The cannabis company’s transfer agent maintains a very bureaucratic process for handling transfers, so Greenhill worked with the transfer agent to determine exactly what forms and documents were required to process a transfer. Once both sides had agreed on a process, we worked to automate it, and were reliably able to deliver a transfer documentation package to the transfer agent that they were willing to approve and process.
Greenhill also developed a process where the cannabis company was able to support “anonymous” transfers, where the buyer and seller were not known to each other. This allowed the cannabis company to help existing investors who needed to exit the deal, while bringing in new shareholders during times that the company was not raising funds.
In total, Greenhill was able to facilitate approximately $7.6 Million in private transfers and bring the average transfer time down from several months to about 14 days.
The largest challenge for any private company when holding an annual or special meeting of shareholders is to get enough shareholders together in order to meet the quorum requirements. For any company with more than a few shareholders, this is typically done by sending out a proxy for the shareholder to complete, sign and return.
The challenge when dealing with a typical proxy, usually processed through a transfer agent, is that the transfer agent only has the names and addresses of shareholders, so the notice of meeting and the proxy package are sent out by mail. The shareholder then must be relied on to take the time and interest to complete and send back the proxy form, or if the transfer agent offers online or telephone voting, to vote through that system.
Annual meetings often become a source of stress for management, as printing and mailing are not only expensive (often averaging a minimum of $5.00 per package), the company receives no feedback as to whether the shareholder has even received the package, and whether or not they will act on it, until a response is received.
For one of their shareholder meetings, this cannabis company took the transfer agent route.
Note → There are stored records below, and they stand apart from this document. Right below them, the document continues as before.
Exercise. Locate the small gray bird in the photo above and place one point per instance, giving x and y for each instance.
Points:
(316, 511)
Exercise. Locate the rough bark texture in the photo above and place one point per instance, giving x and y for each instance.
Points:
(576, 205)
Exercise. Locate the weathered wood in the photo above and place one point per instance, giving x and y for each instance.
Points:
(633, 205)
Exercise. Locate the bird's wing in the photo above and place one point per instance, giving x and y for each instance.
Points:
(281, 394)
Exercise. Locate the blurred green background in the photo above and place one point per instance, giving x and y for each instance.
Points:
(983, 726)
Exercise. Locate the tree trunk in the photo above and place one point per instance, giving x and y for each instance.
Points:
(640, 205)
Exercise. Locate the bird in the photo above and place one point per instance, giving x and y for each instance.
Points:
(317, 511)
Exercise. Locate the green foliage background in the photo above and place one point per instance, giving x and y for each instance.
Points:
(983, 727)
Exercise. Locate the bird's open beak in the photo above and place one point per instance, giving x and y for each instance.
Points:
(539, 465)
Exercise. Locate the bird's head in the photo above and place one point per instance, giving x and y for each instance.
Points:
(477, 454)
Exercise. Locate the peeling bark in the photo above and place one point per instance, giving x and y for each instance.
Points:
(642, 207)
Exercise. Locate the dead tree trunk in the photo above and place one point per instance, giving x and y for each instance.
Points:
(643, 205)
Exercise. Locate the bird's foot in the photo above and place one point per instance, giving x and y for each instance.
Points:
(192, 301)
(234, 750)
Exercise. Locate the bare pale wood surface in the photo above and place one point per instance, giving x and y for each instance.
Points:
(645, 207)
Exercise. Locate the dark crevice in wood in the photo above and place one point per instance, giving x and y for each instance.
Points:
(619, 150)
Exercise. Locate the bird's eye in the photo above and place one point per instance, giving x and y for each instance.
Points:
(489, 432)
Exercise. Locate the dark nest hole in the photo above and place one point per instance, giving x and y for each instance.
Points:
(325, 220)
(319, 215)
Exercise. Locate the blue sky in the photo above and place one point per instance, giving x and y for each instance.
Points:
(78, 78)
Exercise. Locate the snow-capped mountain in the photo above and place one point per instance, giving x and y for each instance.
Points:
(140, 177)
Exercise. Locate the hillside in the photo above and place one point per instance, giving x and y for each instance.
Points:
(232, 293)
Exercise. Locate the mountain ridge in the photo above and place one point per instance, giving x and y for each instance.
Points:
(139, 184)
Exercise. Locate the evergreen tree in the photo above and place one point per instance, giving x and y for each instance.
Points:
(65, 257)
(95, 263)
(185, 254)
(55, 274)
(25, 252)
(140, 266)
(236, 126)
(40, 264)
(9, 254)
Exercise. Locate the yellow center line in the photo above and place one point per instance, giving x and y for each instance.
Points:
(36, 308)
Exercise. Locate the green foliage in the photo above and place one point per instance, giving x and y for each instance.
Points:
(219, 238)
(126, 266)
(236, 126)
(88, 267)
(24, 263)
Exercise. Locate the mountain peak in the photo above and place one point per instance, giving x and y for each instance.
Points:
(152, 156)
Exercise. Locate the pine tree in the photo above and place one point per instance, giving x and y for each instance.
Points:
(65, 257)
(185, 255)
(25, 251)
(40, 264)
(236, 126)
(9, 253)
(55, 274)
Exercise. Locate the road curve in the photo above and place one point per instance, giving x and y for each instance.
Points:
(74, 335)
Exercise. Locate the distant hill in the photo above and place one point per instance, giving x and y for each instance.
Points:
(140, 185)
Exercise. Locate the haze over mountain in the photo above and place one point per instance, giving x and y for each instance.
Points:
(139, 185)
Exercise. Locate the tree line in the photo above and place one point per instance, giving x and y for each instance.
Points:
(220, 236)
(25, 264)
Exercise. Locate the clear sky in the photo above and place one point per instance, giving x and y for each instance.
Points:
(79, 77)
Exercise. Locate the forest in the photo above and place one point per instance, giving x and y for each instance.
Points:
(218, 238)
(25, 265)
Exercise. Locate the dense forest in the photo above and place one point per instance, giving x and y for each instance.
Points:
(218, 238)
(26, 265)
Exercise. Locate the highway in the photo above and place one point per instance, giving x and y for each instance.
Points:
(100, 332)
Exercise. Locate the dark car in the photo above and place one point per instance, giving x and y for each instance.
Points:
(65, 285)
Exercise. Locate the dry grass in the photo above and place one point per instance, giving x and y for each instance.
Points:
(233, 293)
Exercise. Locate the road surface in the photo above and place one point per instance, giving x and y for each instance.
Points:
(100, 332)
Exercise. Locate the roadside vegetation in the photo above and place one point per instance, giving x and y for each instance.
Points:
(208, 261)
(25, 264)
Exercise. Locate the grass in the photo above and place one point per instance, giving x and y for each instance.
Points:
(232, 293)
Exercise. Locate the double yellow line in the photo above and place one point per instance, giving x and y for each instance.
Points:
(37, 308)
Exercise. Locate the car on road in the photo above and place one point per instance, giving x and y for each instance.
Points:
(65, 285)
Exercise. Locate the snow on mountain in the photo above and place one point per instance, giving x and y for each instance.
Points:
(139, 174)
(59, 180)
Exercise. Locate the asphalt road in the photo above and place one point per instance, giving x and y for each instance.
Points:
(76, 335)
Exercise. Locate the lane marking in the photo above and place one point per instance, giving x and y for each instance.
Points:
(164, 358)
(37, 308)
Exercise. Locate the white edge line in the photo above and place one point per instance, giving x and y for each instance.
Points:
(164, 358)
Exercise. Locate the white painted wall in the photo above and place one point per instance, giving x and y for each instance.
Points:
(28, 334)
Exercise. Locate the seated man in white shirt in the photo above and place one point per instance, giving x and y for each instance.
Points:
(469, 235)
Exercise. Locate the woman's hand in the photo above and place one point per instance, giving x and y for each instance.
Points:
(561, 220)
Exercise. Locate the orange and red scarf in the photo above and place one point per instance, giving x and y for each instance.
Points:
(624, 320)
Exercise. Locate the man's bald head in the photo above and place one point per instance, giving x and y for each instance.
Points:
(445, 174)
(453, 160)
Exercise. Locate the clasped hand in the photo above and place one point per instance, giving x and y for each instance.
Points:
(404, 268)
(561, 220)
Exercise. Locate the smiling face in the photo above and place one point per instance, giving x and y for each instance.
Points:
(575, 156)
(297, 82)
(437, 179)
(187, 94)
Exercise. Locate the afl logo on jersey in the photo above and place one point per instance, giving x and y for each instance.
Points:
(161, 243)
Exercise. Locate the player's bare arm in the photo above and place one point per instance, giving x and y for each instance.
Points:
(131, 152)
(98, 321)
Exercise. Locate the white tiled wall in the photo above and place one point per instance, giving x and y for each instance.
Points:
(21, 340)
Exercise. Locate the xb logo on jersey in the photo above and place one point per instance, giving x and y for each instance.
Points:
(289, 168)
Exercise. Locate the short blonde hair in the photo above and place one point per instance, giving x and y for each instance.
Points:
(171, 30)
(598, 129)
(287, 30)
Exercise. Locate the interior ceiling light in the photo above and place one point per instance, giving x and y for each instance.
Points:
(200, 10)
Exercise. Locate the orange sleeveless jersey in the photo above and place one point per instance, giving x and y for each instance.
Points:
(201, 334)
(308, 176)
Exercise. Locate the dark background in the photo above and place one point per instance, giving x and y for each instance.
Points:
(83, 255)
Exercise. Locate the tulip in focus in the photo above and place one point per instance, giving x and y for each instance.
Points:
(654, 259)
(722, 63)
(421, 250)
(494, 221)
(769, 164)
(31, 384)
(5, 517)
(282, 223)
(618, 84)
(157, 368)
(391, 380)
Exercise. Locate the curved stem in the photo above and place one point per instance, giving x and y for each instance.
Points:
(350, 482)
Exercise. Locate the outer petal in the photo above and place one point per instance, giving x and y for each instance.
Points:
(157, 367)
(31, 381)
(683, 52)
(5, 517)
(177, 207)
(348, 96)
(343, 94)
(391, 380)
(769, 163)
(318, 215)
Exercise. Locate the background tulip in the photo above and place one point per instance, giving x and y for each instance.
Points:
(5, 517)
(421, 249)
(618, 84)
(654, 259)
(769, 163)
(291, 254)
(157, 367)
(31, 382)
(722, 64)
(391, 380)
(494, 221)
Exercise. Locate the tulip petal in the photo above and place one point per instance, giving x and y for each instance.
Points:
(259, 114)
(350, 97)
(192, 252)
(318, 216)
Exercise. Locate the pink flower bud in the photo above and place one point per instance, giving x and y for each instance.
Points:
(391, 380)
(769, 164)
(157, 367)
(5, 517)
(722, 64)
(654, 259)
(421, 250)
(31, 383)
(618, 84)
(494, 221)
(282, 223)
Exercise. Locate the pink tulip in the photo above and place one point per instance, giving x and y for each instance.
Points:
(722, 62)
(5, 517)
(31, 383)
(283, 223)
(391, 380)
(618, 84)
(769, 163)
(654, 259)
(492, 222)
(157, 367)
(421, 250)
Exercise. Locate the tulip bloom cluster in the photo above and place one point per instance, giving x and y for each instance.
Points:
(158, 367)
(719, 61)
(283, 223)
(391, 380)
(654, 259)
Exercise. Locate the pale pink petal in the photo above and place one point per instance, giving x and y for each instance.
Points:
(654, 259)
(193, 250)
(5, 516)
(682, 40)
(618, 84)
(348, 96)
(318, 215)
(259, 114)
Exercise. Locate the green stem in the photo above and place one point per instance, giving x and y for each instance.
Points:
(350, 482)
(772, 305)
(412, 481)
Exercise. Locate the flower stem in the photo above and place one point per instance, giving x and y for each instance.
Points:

Packages were received late or not at all, technical issues at the transfer agent prevented people from voting online, and management was on the phone full time getting out the vote for several weeks in advance of the meeting, and even then, they barely made quorum.
An early success for Greenhill’s electronic proxy system was processing proxies for one of the cannabis company’s AGMs. Due to scheduling concerns from the cannabis company’s legal counsel, the proxy had to be sent out on December 23rd, with the over 450 proxies needing to be returned by January 24th. This posed a challenge, as things largely shut down during the week of Christmas – New Years.
Since we kept records of the emails of all of the cannabis company’s shareholders, we were able to send out all of the proxies electronically via the Greenhill system, and have the system automatically nudge shareholders to complete their proxies while the business world shut down for a week.
By the time that things started opening back up on January 4, we had 53.8% of shares reporting in, and by the end of the proxy period, we had 82.5% of shares voted. Thanks to the system, the cannabis company was able to complete a proxy, over Christmas, with no human intervention. No one had to pick up the phone, send an email, or contact a shareholder in any other way.
A later meeting to approve the “going public” transaction saw a final result of 92.5% of shares voted, and over 800 proxies sent out. These sorts of responses are unprecedented in this industry and take much of the stress out of shareholder meeting planning.